First-party data is an asset that companies own. It comes directly from your customers, often with permission, through their relationship with you. It could come from your website, app, an in-store visit, or a phone call with a customer service rep. It’s unadulterated and can capture the entire lifecycle of a customer’s relationship with your company.
Many companies use software solutions, like Customer Data Platforms (CDPs), to gather and organize first-party data from these disparate touch points to build unified customer profiles. These profiles have been a boon for marketing and product teams everywhere to create high impact strategies that power the personalized and customized omni-channel experiences customers have come to expect.
This all works when your customer’s interactions happen on surfaces you own directly, like websites and apps. But what happens when most of your customer’s top-of-funnel interactions happen on Twitter? Your conversions on Discord? Or when all purchases are made on-chain?
In other words, what happens when you own the customer relationship but not the customer data?
With the growth of web3 and community-centric models, companies that understand and leverage the true scope of their data will be better positioned to run effective personalization, customization, and go-to-market campaigns.
Take a look at any web3 brand, freshly minted company, or content creator and you’ll see a new trend emerging: the community model.
If you’re familiar with web3 projects, you’ve likely seen websites like this:
Twitter.

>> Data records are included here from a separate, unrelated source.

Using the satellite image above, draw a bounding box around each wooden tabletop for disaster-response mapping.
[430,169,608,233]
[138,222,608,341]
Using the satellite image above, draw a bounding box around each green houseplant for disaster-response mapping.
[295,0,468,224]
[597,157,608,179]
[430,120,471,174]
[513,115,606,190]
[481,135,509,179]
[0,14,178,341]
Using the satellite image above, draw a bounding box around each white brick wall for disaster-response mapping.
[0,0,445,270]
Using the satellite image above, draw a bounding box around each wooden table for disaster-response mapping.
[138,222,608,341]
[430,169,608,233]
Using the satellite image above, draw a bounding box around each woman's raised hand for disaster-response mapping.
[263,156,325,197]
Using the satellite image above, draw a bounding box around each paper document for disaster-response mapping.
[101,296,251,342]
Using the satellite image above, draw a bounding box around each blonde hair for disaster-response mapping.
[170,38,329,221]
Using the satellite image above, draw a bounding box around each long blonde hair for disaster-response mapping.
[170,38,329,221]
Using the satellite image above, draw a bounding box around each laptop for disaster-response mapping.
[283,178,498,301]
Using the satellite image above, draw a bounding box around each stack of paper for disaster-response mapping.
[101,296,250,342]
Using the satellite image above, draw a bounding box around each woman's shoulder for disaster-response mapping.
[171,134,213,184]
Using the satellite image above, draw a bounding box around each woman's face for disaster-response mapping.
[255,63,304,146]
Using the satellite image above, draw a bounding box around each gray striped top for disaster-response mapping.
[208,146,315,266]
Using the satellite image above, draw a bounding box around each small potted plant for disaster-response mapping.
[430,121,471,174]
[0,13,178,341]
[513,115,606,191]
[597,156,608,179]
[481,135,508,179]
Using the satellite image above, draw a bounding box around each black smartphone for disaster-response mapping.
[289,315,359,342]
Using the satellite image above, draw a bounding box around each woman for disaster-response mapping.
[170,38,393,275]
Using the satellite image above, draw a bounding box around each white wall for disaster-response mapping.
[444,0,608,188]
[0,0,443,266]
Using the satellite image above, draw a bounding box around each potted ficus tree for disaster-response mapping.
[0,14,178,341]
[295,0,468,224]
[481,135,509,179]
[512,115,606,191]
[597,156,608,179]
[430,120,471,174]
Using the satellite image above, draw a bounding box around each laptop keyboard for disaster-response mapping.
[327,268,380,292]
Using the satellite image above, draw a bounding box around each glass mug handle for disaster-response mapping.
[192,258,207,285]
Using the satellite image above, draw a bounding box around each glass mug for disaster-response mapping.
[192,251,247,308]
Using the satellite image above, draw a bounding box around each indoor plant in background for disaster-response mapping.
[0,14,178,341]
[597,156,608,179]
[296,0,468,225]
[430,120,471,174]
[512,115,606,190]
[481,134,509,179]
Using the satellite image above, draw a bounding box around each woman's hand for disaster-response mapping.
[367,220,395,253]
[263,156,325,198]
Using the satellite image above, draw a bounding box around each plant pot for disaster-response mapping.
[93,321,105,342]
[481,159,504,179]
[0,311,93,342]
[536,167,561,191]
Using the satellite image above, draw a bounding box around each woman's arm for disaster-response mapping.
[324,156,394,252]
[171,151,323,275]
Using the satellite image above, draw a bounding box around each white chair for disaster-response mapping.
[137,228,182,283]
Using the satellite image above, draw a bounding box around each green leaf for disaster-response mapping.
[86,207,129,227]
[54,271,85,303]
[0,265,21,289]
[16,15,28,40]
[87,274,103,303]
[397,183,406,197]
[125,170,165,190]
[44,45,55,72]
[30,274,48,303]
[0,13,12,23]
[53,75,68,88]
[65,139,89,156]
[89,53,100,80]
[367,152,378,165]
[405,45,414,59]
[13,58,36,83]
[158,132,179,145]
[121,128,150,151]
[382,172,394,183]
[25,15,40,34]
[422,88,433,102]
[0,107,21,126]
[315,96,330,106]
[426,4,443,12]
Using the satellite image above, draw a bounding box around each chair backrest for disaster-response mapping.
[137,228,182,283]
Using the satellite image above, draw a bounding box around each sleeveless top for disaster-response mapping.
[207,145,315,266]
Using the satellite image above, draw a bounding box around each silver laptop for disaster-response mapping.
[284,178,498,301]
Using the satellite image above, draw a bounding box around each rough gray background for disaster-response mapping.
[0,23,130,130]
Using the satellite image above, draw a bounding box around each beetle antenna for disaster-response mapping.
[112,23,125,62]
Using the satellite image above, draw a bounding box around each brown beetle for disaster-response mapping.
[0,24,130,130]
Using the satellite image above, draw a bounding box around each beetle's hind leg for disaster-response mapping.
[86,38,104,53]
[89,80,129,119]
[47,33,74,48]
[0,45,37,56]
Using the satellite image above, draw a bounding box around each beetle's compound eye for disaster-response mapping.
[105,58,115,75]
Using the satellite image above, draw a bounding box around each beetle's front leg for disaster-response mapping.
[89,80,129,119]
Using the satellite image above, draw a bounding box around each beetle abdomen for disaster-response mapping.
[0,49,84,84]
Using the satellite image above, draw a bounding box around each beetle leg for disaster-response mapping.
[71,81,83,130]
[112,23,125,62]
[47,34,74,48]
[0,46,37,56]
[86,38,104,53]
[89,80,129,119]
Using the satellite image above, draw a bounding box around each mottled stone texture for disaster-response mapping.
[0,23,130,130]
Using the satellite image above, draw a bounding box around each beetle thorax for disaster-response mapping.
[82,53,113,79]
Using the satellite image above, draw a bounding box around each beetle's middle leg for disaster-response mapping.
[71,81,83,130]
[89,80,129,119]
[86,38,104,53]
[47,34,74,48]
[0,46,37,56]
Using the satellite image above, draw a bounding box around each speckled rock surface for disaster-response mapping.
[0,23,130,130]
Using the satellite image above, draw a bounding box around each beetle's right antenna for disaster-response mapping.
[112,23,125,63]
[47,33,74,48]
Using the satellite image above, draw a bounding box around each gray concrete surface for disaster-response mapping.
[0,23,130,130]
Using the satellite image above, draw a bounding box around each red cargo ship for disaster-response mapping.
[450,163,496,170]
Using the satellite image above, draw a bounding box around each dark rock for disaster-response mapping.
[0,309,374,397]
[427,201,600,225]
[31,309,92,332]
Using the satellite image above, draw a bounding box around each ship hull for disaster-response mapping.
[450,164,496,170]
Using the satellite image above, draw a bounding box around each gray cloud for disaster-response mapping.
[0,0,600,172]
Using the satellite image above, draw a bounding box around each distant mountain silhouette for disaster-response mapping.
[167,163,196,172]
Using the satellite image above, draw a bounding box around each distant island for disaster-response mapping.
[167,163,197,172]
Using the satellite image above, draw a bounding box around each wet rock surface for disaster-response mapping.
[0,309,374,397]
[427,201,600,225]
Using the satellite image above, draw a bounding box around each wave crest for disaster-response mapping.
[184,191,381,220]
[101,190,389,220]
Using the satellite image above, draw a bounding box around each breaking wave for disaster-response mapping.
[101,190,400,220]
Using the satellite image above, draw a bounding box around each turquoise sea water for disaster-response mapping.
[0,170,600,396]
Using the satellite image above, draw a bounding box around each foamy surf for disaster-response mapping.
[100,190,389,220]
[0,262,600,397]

Discord. Telegram. Facebook. Instagram. YouTube. Linkedin. Twitch. Reddit.
Medium. Substack. Mirror.
OpenSea. LooksRare. Element. X2Y2.
Web3 projects, along with creators and many newly formed companies, build a community before— or even in lieu of—a software product. In web2, the product was usually software delivered to a customer. In web3, the product is often content, community, relationships, and ownership delivered via software. Examples include:
Nearly all of a web3 project’s interactions with their customers happen on platforms that the project doesn’t own.

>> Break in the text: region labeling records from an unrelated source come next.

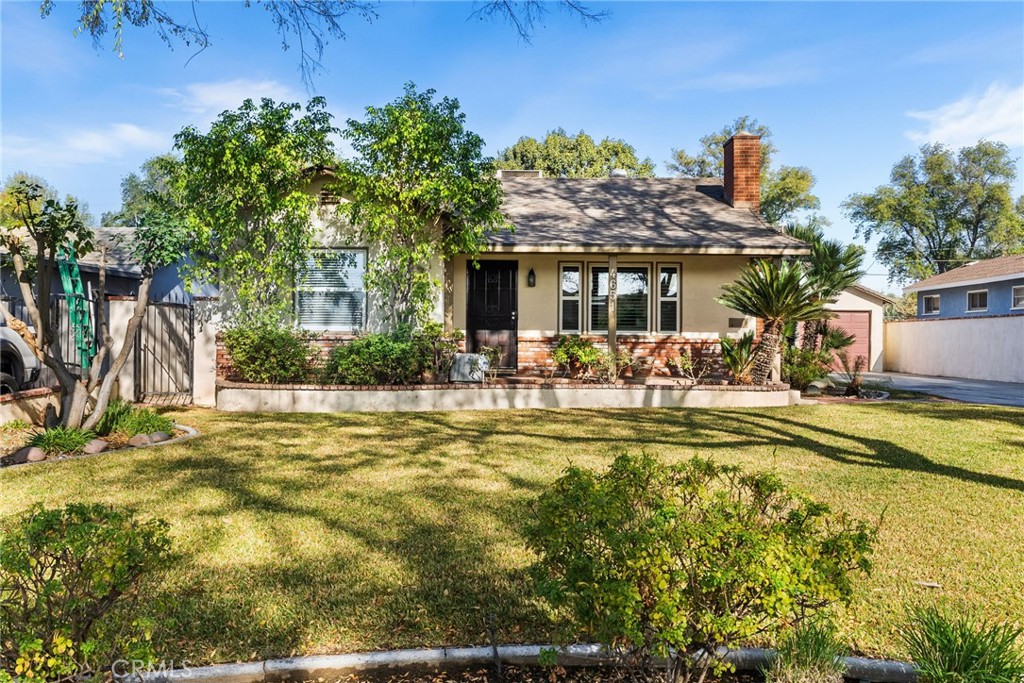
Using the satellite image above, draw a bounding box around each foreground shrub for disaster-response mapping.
[96,398,134,436]
[29,427,96,456]
[96,398,174,438]
[223,324,312,384]
[414,322,466,382]
[722,332,757,384]
[782,348,831,391]
[765,620,845,683]
[551,335,607,377]
[0,504,170,681]
[902,607,1024,683]
[324,328,423,384]
[527,455,874,681]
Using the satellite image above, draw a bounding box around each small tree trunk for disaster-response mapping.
[800,321,821,351]
[60,380,89,429]
[751,323,782,384]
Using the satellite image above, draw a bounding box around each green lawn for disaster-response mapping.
[0,402,1024,664]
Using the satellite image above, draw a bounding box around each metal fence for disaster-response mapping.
[135,302,195,404]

While web3 enables cross-platform engagement, it introduces challenges in customer data collection. These projects are still businesses that need to understand who their customers are to develop relationships, inform their product roadmap, and define growth strategies.
In order to get a complete view of their customer, a web3 NFT project would need to link customer touch points across every platform and standardize data inputs. This sounds simple on paper but requires grappling with multiple complex challenges.
Twitter isn’t designed for analyzing your followers, and Discord isn’t built for segmenting your members. These and similar platforms aggregate stats for your account but provide little visibility into behaviors of users.
First consider a platform like Hubspot, designed to capture and analyze user-level behaviors. If I want to use Hubspot to segment my users based on properties to send a targeted email, I can simply filter and sort accordingly.
Compare that to data from social platforms which is generally aggregated to give a summary of your account activity. Take a look at Twitter:
Sure, Twitter analytics provide a summary of account activity, but what if I wanted to see which followers engage with my project most? Or which ones have the highest reach? Or who liked a campaign-specific post?
To make this data useful to manage relationships with your followers and members, it must be disaggregated so that it can be read at the user-level complete with properties (number of followers or tags) and events (mentions, likes, re-tweets).
Conversion events like purchases & trades that take place on marketplaces on-chain add another layer of complexity to developing robust data collection.
Blockchain data is essentially a raw list of transaction-level data linked to the wallets involved. For blockchain data to be useful, it needs to first be parsed into a readable form. This involves setting up pipelines to extract transaction history from blockchain nodes, loading that history into data warehouses, transforming it into a common format, and enriching it with external data to provide context. This process must be tailored for different smart contracts to interpret transactions in a readable way.
Once you aggregate your on-platform, social, and blockchain data, you still need to find a way to link these different identifiers together to create user profiles.
Many web3 projects already ask members to connect their Twitter, Discord, and wallets by using tools like Premint, Gleam, and Google Forms to be eligible for allowlists, whitelists, and giveaways. However, after the mint, many projects leave this information in a spreadsheet where it is rarely referenced.
To run a community effectively and enable the types of personalized and customized experiences community members expect, you’ll need a solution that links this cross-platform data together to get a truly complete view of your customer. While traditional tooling like CRMs and CDPs handle on-platform data, new solutions will be required for off-platform sources.
A web3 native CRM could unify data across all touch points to create comprehensive customer profiles from these fragmented data sources.
This unified dataset can then enable more traditional CRM capabilities like relationship management and member segmentation.
These unified member profiles detailing activity across all platforms can be used to power discovery, targeted campaigns, and automated personalized experiences.
Much remains unknown about the future directions of customer data management in web3, but certain facts are coming clearly into focus.
We know that product targeting, personalization, and customization are table stakes, and doing these well requires data. Good data.
We know that community models in both web2 and web3 are the new norm, and these unfold across many different platforms. Getting organized and usable data from these platforms is hard, and linking this data is even more challenging.